Vamistul, as-tu des scrupules ? Brandw10
Sam 20 Juil - 23:48



Vamistul, as-tu des scrupules ?

Vamistul — Sylas Edralden


Un bruit de clé qu’on insérait dans une serrure rouillée retentit dans l’enceinte du cachot humide et lourd, embaumé par la sueur des différents détenus dont les corps vivants ajoutaient un peu plus à la chaleur suffocante des environs. L’évènement, opportun, semblait avoir arraché la plupart des prisonniers à leurs rêveries. Les voix s’élevèrent, le brouhaha s’intensifia comme pour alpaguer les deux gardes qui s’étaient aventurés dans les geôles. Ils s’arrêtèrent devant une des cellules où une demi-douzaine d’hommes attendaient qu’on statuât sur leur sort. À nouveau, une clé insérée dans l’orifice, et la porte de la cage s’ouvrit. Les gardes, suffisamment armés, dissuadèrent les occupants de tenter quelque manœuvre que ce fût.

« Toi, l’énergumène. » annonça-t-il d’une voix caverneuse à ton attention, Vamis l’automate.

Tu avais du mal à resituer depuis quand tu étais enfermé ici. Cela ne faisait pas non plus une éternité, mais il fallait dire qu’avec les remous causés par la dernière tribune, les arrestations ont été légion, ce qui n’a fait qu’augmenter les quarts de la garde sans qu’elle n’employât davantage de tâcherons pour abattre ce labeur soudain. D’ordinaire, tu aurais fait une garde à vue écourtée, mais là, tu pouvais ressentir sans mal que tout le monde était à peu à cran, quand bien même cette sortie momentanée pouvait t’octroyer quelque sentiment de délivrance.

*

« Vous êtes sérieux ?
On n’est jamais trop prudent. »

Ces deux voix, c’était celles de deux hommes de la Garde Sacrée, respectivement Omer Dalors et Salim Bienlézongle. Deux individus propres sur eux. Omer était attablé avec des piles de dossier à ne plus savoir qu’en faire dans cette salle d’interrogatoire. Il regarda par-dessus son épaule pour observer Salim qui était adossé au mur de la pièce, les bras croisés, détendus. Puis il se retourna finalement.

« C’est le quatorzième qu’on interroge, sans doute un tas de ferraille perdu.
Les instructions sont claires… »

Leur discussion à bâtons rompus fut interrompu par ta venue. On te fit prendre place sans ménagement, sur une chaise, dés lors dévisagé par Omer qui, le regard dur, te dévisagea sans retenue. Salim, lui, ne bougea pas d’un pouce, pas décontenancé une seule seconde par ton apparition.2

« Un golem. » entonna Omer comme pour souligner l’évidence, avant de se rafraîchir d’une gorgée d’eau.

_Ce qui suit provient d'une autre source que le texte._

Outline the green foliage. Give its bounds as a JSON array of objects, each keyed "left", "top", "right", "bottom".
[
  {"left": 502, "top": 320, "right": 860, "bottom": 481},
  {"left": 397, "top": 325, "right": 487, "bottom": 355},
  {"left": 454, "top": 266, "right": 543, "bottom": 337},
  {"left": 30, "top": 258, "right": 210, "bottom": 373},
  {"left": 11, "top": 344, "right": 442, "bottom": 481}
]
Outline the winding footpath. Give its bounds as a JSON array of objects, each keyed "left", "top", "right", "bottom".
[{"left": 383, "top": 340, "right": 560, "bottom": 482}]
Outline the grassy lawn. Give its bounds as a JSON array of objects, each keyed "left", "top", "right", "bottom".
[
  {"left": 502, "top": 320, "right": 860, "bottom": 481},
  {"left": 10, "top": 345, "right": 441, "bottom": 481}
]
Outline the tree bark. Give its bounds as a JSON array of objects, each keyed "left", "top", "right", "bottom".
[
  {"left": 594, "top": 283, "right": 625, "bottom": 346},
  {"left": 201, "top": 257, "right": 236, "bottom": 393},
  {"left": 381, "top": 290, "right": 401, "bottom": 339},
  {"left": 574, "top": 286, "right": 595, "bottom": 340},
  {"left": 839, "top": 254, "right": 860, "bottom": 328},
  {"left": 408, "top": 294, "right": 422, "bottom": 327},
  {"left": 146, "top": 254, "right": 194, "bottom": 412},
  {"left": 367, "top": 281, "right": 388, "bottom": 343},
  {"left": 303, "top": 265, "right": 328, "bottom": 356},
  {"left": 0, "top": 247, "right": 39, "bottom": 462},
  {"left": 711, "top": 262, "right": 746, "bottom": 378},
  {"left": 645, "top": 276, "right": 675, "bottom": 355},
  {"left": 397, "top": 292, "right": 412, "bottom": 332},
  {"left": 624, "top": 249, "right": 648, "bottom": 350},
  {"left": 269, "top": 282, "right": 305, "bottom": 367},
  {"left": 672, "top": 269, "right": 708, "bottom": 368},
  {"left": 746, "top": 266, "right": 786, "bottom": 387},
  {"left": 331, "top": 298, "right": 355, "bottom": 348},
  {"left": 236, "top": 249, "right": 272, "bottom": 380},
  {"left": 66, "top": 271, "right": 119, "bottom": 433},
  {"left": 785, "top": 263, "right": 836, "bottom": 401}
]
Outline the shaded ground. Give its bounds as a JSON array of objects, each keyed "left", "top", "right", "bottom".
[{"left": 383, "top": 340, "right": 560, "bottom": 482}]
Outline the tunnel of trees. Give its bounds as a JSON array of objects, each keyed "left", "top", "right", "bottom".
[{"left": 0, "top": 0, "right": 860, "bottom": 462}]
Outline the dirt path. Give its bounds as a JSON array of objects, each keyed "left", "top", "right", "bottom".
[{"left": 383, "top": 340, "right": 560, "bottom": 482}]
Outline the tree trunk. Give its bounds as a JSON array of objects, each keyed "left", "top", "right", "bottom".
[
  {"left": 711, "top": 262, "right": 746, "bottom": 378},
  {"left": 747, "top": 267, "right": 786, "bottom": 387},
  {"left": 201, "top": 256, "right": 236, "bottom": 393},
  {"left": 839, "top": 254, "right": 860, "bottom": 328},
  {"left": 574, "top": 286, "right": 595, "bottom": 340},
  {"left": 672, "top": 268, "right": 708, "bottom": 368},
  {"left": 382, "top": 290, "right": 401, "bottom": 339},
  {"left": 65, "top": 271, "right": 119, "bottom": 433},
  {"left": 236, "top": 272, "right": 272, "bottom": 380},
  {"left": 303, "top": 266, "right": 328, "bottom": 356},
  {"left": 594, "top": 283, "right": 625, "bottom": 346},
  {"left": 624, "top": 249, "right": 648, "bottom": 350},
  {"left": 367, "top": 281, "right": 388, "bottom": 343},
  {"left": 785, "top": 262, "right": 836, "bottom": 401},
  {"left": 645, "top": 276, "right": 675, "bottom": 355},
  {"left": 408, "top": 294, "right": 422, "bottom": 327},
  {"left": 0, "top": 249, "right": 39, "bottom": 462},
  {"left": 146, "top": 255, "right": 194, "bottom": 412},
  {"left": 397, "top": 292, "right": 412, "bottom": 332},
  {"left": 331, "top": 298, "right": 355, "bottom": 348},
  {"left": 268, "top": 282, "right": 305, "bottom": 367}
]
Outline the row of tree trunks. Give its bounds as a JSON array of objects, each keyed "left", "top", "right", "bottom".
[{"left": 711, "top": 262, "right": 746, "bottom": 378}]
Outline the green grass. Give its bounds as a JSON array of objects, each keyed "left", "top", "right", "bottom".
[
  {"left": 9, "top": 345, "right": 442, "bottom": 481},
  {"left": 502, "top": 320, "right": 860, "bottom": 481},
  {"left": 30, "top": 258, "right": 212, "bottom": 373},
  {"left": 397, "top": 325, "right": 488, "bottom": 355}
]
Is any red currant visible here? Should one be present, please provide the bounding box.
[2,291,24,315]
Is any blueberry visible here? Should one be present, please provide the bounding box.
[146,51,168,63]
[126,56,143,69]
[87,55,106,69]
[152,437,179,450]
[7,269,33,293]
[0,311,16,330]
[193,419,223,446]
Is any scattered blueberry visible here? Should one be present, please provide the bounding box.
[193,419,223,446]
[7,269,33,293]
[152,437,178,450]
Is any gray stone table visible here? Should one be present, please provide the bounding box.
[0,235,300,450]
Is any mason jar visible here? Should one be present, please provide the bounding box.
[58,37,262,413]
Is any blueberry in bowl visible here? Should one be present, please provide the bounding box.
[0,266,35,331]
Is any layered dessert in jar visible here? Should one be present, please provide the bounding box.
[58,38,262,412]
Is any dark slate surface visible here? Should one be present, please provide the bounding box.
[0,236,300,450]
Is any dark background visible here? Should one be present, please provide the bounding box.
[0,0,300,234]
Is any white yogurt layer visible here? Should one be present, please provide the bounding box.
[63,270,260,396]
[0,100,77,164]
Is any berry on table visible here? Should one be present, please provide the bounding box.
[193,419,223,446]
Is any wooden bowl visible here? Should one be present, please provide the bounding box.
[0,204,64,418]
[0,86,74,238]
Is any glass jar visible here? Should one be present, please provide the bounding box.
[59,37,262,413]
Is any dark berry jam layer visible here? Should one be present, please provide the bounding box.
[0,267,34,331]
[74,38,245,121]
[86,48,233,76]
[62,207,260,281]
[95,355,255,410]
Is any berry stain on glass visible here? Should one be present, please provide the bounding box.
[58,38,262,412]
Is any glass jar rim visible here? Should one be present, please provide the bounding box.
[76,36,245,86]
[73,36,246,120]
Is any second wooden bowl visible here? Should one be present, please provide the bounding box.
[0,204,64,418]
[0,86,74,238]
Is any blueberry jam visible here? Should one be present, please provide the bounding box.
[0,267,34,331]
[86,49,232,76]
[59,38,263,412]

Il soupira bruyamment comme pour exprimer son apaisement, provoquant la gêne dissimulée de son comparse Salim, et remit de l’ordre dans ses notes avant de poursuivre.

« Je suis l’agent Omer Dalors, et voici mon collègue Salim Bienlézongle… »

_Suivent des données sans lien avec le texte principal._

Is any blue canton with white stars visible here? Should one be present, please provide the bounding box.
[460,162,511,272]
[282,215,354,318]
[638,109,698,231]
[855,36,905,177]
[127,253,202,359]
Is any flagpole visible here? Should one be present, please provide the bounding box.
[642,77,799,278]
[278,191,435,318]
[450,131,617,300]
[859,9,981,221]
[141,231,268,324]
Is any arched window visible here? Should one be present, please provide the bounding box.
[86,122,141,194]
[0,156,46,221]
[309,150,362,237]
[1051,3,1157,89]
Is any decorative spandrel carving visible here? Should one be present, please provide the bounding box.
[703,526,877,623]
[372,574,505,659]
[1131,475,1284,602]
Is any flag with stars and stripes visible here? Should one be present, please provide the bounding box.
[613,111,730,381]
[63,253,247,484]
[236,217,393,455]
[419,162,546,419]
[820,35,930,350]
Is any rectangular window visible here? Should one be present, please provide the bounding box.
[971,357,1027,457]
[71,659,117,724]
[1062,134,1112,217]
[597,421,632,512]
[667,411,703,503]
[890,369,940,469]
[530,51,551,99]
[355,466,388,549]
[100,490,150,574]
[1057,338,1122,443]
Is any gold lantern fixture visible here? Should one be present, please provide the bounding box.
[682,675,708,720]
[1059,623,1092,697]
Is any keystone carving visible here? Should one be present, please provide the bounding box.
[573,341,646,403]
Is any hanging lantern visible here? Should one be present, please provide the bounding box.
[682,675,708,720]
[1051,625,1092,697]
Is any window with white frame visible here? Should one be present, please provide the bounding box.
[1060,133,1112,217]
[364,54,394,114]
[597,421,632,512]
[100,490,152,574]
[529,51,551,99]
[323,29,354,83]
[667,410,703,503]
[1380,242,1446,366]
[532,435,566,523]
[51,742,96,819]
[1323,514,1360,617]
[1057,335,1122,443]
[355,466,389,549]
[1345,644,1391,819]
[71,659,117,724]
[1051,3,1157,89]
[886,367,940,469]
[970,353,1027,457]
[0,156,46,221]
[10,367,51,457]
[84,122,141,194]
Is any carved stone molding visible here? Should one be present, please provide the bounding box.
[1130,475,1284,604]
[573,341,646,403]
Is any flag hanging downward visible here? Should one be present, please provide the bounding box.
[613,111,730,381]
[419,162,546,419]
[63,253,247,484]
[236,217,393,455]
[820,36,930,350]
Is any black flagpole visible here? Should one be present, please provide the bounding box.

L’intéressé décroisa les bras et finit par s’attabler, l’air nonchalant. Il disposa devant lui du matériel pour écrire, en greffier qu’il s’improvisait.

« … Je vais commencer par vous rappeler le motif de votre présence ici : d’après plusieurs témoignages, vous avez d’abord insulté l’archevêque d’Aramila, à plusieurs reprises, de “tocard”… »

Salim pouffa brutalement et se pinça la lèvre. Il essuya un regard réprobateur d’Omer qui, l’air furibond, poursuivit.

« Par la suite, vous auriez continué de troubler l’ordre public, notamment en l’espèce en criant, je cite… »

Omer plissa les paupières, comme pour être sûr de ce qu’il lisait.

« … Oh oui, arrose-moi de ta lumière… Mon chéri…? »

Salim pouffa franchement de rire à en frapper la table. Omer le fusilla du regard.

« Monsieur Bienlézongle, s’il vous plaît !
… Bon, Monsieur Dalors, vous avez gagné, ce n’est sûrement pas un espion d’une puissance étrangère… Juste une drôle de chose qui a les jonctions rognées…
—  Un peu de sérieux ! On passe pour des abrutis face à quelqu… Face à une chose qu’on est supposé écouter sur les motifs de ses actes. Par les Douze !
Hum, vous avez raison. »

Omer se racla la gorge et t’accorda à nouveau toute son attention.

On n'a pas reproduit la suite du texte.